KU held a 34-24 lead with 3:13 left in the first half when ISU forward Jared Homan was fouled by KU's Christian Moody as Homan went up for a shot underneath the Jayhawks' basket.
Homan went to the free-throw line for what was supposed to be two foul shots.
The public-address announcer told the capacity crowd that Homan would be shooting a one-and-one from the free-throw line, and apparently that notion stuck with Saturday's officiating crew of Tom O'Neill, Danny Hooker and Paul Janssen.
As soon as Homan's first free throw rimmed out, KU's David Padgett grabbed the rebound and tossed the ball upcourt to Jayhawk J.R. Giddens, who saw ISU players were slow to get back and pulled up to sink a deep, unguarded three-pointer from the left side of the circle.

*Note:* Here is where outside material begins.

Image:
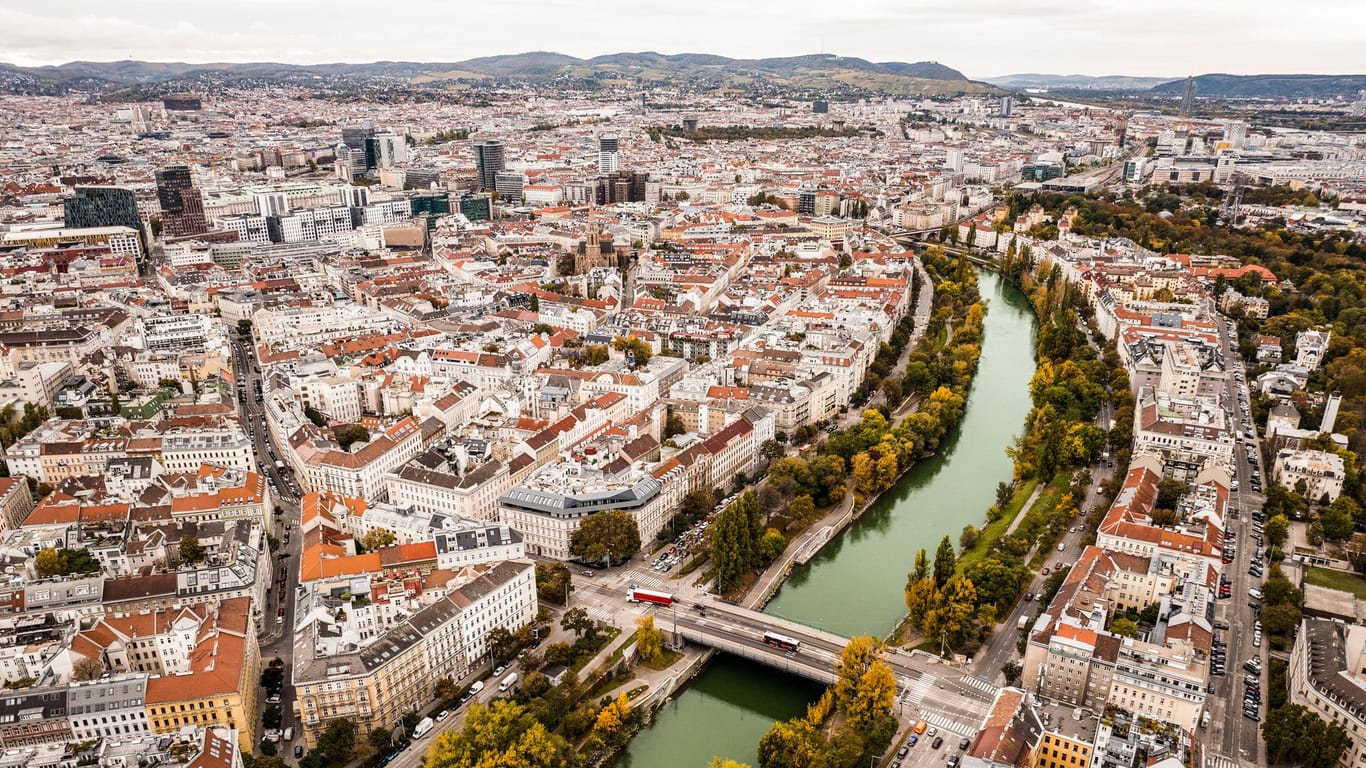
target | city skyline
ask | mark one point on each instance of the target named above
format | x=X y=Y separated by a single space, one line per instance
x=982 y=38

Both Homan and ISU senior Jackson Vroman immediately threw up two fingers to alert the referees that Homan was supposed to shoot two free throws.

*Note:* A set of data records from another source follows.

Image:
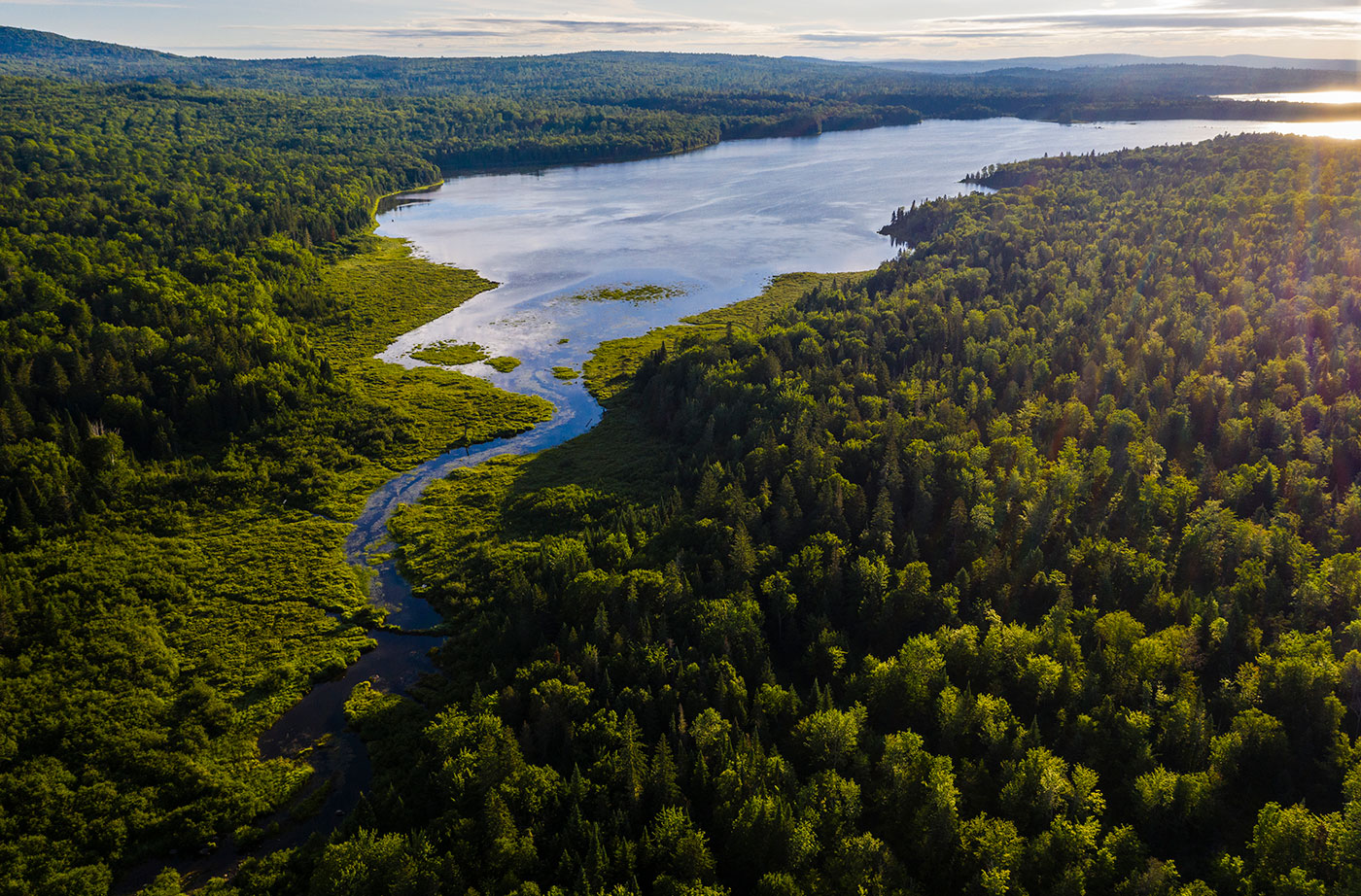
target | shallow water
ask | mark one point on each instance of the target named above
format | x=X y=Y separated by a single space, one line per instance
x=716 y=224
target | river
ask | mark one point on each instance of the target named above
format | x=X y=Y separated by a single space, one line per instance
x=712 y=225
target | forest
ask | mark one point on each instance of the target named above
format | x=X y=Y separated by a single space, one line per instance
x=1027 y=563
x=727 y=95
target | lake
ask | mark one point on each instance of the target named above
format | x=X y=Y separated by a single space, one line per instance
x=714 y=224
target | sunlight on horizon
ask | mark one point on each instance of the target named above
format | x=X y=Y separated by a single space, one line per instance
x=1322 y=97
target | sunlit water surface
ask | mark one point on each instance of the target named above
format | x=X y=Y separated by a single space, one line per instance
x=715 y=224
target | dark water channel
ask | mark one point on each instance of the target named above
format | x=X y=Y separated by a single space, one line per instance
x=712 y=225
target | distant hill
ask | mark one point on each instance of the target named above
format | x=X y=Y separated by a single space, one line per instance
x=1105 y=60
x=1070 y=88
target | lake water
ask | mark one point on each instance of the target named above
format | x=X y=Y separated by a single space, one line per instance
x=1323 y=97
x=716 y=224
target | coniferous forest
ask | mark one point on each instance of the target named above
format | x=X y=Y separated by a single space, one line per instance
x=1028 y=563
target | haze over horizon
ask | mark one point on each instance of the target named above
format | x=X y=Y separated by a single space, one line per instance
x=854 y=30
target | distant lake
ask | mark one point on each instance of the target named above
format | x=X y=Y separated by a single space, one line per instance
x=712 y=225
x=1326 y=97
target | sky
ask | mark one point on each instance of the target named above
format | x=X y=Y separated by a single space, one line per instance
x=840 y=29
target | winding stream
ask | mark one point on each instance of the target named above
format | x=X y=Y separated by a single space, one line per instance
x=714 y=225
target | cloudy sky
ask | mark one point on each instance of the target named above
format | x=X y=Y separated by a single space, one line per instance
x=841 y=29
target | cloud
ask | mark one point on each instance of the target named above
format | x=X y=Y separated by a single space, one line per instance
x=120 y=4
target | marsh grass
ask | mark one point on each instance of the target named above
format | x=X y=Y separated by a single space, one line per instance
x=451 y=354
x=612 y=364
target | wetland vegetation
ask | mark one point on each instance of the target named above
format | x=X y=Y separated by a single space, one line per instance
x=1025 y=563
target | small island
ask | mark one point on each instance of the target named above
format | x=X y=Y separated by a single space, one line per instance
x=451 y=354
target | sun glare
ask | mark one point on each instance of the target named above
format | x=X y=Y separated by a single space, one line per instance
x=1323 y=97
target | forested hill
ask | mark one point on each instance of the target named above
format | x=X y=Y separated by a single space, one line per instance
x=1025 y=565
x=715 y=85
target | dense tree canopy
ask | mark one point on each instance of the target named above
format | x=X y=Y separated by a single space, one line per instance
x=1027 y=563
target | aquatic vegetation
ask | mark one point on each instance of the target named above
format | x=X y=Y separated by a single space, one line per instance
x=451 y=354
x=630 y=293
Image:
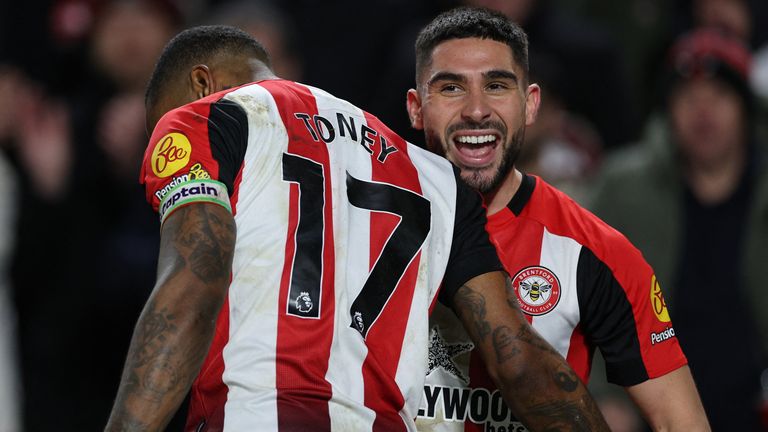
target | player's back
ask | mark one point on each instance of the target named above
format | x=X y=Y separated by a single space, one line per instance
x=343 y=233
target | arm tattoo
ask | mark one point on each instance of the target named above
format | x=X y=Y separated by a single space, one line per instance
x=504 y=344
x=203 y=239
x=472 y=302
x=566 y=380
x=154 y=381
x=511 y=296
x=563 y=416
x=526 y=335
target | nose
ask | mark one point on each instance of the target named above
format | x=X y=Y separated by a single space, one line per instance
x=476 y=107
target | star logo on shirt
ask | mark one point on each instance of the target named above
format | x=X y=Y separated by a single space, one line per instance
x=441 y=355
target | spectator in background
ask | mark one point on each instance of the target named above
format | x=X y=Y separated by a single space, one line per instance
x=271 y=26
x=693 y=196
x=85 y=259
x=575 y=123
x=10 y=392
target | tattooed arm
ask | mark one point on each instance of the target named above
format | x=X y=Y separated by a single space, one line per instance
x=175 y=329
x=536 y=382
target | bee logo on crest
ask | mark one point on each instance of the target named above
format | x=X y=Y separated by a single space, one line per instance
x=537 y=289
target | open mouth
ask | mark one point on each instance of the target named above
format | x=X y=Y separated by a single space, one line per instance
x=477 y=150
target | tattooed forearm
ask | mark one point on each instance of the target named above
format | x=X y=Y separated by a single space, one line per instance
x=504 y=344
x=525 y=334
x=562 y=416
x=566 y=379
x=470 y=302
x=511 y=295
x=205 y=241
x=174 y=332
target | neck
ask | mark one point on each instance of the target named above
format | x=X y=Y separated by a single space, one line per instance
x=713 y=183
x=498 y=198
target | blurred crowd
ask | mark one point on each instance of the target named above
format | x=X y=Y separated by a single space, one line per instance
x=653 y=116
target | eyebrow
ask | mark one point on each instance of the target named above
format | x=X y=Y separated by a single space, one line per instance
x=492 y=74
x=501 y=74
x=446 y=76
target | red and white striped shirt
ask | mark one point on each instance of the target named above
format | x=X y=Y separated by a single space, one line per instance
x=345 y=234
x=581 y=285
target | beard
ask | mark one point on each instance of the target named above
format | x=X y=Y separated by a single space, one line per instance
x=478 y=178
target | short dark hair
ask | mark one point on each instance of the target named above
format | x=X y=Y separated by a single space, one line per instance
x=471 y=22
x=198 y=45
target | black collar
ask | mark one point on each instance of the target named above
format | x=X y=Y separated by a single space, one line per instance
x=523 y=195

Realizing something was wrong, the refs took an official's timeout to sort things out.
"How can it count?" ISU coach Wayne Morgan said when he questioned the huddled trio of refs as he approached the scorers' table. "That's crazy."

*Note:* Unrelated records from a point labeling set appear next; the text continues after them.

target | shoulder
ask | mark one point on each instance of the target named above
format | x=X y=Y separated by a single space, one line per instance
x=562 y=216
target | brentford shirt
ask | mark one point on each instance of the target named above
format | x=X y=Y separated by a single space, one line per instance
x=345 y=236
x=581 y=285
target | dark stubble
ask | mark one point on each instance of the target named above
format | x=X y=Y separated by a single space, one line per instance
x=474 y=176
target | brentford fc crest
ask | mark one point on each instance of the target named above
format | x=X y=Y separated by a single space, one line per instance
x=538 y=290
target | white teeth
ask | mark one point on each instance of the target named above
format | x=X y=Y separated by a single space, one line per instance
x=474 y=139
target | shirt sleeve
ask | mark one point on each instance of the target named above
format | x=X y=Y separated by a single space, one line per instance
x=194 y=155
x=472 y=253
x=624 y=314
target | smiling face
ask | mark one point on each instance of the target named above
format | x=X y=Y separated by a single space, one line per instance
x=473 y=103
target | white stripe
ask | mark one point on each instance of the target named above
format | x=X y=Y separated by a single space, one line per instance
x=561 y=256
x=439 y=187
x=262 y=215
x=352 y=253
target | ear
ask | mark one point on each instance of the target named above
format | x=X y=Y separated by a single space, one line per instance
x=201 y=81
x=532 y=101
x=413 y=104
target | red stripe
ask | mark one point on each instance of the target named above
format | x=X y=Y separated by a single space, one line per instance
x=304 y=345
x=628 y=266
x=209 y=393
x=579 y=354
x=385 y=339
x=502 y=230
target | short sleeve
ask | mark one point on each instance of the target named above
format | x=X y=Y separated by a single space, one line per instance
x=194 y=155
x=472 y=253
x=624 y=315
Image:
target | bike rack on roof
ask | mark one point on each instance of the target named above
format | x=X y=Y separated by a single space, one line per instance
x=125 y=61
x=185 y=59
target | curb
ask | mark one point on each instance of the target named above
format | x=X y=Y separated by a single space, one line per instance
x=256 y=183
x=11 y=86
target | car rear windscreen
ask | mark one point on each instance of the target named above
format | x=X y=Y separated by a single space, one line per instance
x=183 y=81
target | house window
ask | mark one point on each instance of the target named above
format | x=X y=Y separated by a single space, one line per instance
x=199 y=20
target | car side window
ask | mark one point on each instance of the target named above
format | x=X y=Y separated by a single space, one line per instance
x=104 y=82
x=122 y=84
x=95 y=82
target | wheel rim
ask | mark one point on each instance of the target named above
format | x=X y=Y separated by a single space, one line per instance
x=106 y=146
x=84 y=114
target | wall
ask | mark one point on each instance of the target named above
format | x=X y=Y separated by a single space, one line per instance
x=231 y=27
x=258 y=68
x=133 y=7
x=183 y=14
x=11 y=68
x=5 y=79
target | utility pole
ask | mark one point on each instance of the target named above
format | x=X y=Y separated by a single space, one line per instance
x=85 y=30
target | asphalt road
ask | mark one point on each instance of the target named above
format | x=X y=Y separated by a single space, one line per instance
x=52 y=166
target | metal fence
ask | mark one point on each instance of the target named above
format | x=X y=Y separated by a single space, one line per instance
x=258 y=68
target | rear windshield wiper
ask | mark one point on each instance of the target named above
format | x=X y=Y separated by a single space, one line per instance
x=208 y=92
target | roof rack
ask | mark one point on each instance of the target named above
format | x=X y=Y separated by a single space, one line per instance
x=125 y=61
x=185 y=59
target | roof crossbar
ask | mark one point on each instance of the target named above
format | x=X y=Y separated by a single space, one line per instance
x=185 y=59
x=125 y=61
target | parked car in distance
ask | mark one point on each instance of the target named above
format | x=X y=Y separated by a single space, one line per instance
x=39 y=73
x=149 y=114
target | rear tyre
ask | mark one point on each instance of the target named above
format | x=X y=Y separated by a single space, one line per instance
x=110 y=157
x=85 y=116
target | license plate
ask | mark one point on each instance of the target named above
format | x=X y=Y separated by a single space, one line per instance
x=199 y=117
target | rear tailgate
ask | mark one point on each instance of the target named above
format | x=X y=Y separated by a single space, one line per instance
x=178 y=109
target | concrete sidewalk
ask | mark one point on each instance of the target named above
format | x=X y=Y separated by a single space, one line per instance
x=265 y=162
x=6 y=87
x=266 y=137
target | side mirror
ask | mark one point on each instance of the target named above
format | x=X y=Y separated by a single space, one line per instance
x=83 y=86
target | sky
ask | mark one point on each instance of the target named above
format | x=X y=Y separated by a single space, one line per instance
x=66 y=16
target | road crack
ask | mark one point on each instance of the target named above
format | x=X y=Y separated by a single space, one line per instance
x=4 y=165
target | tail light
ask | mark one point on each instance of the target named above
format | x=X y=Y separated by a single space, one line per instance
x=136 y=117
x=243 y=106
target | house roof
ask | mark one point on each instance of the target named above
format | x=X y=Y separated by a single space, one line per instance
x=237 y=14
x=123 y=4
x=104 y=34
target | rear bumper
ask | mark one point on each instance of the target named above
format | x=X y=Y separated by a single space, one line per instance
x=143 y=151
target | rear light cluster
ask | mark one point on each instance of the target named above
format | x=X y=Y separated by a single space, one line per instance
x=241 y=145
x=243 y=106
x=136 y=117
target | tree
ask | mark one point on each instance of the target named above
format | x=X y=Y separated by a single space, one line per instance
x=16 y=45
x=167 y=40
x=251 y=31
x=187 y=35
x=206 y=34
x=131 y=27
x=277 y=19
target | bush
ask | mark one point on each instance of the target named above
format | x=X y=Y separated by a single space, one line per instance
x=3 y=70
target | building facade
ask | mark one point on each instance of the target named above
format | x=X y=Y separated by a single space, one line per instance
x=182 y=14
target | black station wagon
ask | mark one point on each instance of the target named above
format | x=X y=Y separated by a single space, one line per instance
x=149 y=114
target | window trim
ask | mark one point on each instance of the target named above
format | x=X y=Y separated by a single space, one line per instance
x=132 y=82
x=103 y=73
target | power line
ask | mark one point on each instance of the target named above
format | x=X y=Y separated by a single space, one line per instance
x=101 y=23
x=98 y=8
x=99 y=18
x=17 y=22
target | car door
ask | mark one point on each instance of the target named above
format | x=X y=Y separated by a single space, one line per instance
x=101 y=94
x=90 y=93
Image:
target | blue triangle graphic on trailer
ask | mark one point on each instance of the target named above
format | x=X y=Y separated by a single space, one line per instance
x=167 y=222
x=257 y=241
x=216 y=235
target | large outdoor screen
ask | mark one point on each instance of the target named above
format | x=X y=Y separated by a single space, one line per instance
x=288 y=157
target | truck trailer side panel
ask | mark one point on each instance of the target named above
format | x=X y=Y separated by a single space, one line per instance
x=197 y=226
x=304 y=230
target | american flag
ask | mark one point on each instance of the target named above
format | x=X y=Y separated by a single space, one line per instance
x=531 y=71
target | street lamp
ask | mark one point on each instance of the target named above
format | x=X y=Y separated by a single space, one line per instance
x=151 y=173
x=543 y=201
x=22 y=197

"That's the rule," Janssen told Morgan.
The mistake, according to KU coach Bill Self, was a "correctable error, after the next dead ball," much like "if you give them a two and it's a three, and they correct it after the next dead ball."
Iowa State was awarded a free throw and possession.
Homan connected on his second free throw, and ISU's Jake Sullivan knocked down a jumper to cut the Cyclones' deficit to 37-27.
"The officials made the right call," Self said. "If they caught it before he shot the ball, they'd stop play and shoot the free throw, and we would have got the ball. You can't take points off the board."
Since the Cyclones eventually lost by a point, Morgan said he thought they should have taken away the three.
"I am not allowed to talk about that," said Morgan, who complained about the officiating to KU officials after ISU suffered its 23rd straight league road setback. "But I have never seen a situation where there was a two-shot foul, with the player missing the first and the other team rebounds and goes down and scores."
Sullivan also didn't want to comment on the play, but he said the Cyclones clearly were unaware of what was happening.
"Everybody knew it was two shots, and everybody kind of stopped, like, 'What was going on?'" said Sullivan, who scored 16 points in his final trip to Allen Fieldhouse.
"I don't know what the rule behind that is," Sullivan said, "but that was a huge break in the first half."
Sullivan gave the Cyclones the big break they needed to get back in the game in the second half.
After he turned the ball over with 10 1/2 minutes to go on a traveling violation, KU's Michael Lee tried to take the ball out of Sullivan's arms. Homan then came up and pushed Lee in the back, and KU's Aaron Miles intervened.
The brief skirmish was broken up, but while Sullivan walked back down court he had words with both Miles and Lee and was given his first collegiate technical foul.
Iowa State turned in a 22-point swing to take a five-point lead with 3:02 to go.
"It got us pumped up because they were the ones out there talking the whole game," ISU guard Curtis Stinson said of Sullivan's technical. "It motivated us, because it let us know how bad he wanted it."